Natural Language Processing has advanced to a stage where it can recognize patterns, based on historical data, in human speech and respond to it. However, it continues to face challenges when using the same technology to ‘understand’ human language.  There is now significant commercial interest in the field of Natural Language Understanding (NLU) because of its potential applications in automated reasoning, question-answering, voice-activation, text categorization, and large-scale content analysis.

Difference between NLU, NLG, and NLP

Natural-language understanding is the computer’s ability to comprehend the meaning and context of human language, which allows users to interact more naturally with the computer. It is considered an AI-hard problem. Natural language generation (NLG) is defined as the task of generating written or spoken narrative from a set of data.

NLP is, overall, the wider concept concerned with the interactions between computers and human (natural) languages, how to program computers to process and analyze natural language data.

NLU and NLG are subsets of NLP. NLU is one of the crucial processes to master to help achieve complete NLP – the machine must be able to understand the language in order to process it and generate new text.  NLU usually refers only to the computer’s ability to understand language. Anything beyond that, such as responding, making decisions based on the text etc., will come under the bucket of NLP.

What is NLU

The first step in NLU is converting speech and natural language into text.  Speech recognition systems are most commonly based on statistical models called Hidden Markov Models (HMMs). The HMM breaks down human speech into small units called phonemes. It then looks at the set of phonemes are statistically determining what was said, with the output in text.

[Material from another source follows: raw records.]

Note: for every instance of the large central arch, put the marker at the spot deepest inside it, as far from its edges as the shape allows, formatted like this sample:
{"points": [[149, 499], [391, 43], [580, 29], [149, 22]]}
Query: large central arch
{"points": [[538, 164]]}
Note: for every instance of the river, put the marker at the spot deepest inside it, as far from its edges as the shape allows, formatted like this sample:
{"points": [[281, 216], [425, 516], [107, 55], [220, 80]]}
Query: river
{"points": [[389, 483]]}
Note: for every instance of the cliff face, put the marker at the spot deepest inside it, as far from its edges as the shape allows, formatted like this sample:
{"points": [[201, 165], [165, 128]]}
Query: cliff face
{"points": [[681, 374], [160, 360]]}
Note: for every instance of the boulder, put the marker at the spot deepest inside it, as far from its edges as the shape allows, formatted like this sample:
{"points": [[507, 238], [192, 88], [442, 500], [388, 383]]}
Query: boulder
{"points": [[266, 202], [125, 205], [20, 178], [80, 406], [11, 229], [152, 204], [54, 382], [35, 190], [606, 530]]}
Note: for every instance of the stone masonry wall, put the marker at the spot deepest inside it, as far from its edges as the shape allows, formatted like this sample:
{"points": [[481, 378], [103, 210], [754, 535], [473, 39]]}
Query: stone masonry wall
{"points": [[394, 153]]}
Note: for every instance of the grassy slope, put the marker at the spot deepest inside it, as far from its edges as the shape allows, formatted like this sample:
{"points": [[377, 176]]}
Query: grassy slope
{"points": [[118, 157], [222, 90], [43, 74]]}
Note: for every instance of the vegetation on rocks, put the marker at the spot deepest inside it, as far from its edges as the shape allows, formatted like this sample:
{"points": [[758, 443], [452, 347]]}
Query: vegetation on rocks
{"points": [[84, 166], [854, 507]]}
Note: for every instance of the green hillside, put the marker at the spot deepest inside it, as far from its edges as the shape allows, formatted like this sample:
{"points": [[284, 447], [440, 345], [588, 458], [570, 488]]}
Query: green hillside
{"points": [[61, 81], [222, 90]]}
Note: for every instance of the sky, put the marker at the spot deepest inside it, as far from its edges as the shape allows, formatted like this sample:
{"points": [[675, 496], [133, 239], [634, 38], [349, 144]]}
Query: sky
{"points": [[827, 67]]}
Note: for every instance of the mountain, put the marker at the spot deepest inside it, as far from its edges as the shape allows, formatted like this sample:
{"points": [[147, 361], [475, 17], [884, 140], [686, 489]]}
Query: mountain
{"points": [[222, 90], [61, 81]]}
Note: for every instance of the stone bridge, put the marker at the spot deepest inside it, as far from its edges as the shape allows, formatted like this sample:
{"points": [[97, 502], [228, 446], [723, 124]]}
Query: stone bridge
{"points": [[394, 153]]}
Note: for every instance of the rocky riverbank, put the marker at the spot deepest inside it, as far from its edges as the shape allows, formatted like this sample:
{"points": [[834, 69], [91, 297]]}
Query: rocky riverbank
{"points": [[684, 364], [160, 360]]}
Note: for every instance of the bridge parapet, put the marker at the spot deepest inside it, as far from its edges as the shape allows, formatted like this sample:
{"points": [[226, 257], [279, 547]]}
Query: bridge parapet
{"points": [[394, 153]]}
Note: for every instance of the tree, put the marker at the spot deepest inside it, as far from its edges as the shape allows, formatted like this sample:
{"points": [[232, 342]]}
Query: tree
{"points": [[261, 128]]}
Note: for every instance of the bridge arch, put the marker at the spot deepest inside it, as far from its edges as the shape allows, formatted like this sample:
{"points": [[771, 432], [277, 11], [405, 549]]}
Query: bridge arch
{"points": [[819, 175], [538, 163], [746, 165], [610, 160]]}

There are various techniques used by different NLP systems to understand the words. They also have a lexicon and grammar rules built into the system to help them understand. The ‘understanding’ part begins with the process called Part-of-Speech tagging (POS). This is where the algorithm tries to comprehend if the word is a noun, verb or adjective and so on.  Based on the lexicon and encoded grammar rules, it will then use statistical machine learning to apply these rules to determine what was said.

What makes NLU so complex

The emotional ambiguity and context-specific nature of human language make Natural Language Understanding (NLU) a particularly complex undertaking. When faced with new information, neural networks on machine learning systems use pattern recognition based on historical data and past examples to understand it. They use the techniques that work well on spatial data to text. However, in human language, meaning is derived from context and relationships and emotion, so it is harder for computers to understand using such rules-driven methods. James Allen, Professor of Computer Science at the University of Rochester and an expert on NLP/NLU is renowned for his studies on the overlap between NLU and reasoning. He writes, “While most of the NLP field has moved to statistical learning methods as the paradigm for language processing, I believe that deep language understanding can only currently be achieved by significant hand-engineering of semantically-rich formalisms coupled with statistical preferences.”

Challenges faced in NLU 

Several challenges are likely to come up during the Automatic Speech Recognition (ASR) and the POS process, for example when different words have similar meaning and so on. All these variables must be encoded into the system to train it to respond with accuracy.

An NLU module often needs to map many different surface texts onto the same meaning, as the same surface expression can mean different things in different contexts.

For example, someone could say, “You know, you can’t have it all,” and the NLU module may need to find a specific interpretation for expressions like ‘it all’ within this specific context. For instance, what does ‘it all’ mean – does it mean a whole box of apples or something else altogether? Human linguistics is extremely complex and nuanced, and it can be hard to find a general-purpose semantic representation that is practical for use in your specific domain. Therefore, NLU builders must often create domain-specific systems.

James Allen and his colleagues at the University of Rochester have worked on these problems. As they write, “Deep linguistic processing is essential for spoken dialogue systems designed to collaborate with users to perform collaborative tasks. As we develop the system, we are constantly balancing two competing needs – deep semantic accuracy and portability, the need to reuse our grammar, lexicon, and discourse interpretation processes across domains.”

For NLU to improve, experts suggest AI should make the shift from simply converting natural language to data through, for example, statistics-based logic, to using linguistic structure and principles to understand language.

NLU helps AI work better

NLU solutions need to be domain specific and require substantial subject matter expertise to train the system. More products and services are now embedding NLU into their offerings like in voice-driven assistants, natural language search, chatbots, sentiment analysis for trading, business intelligence and social media analytics. As AI systems become more sophisticated, NLU is likely to play a much bigger role in improving human-computer interaction.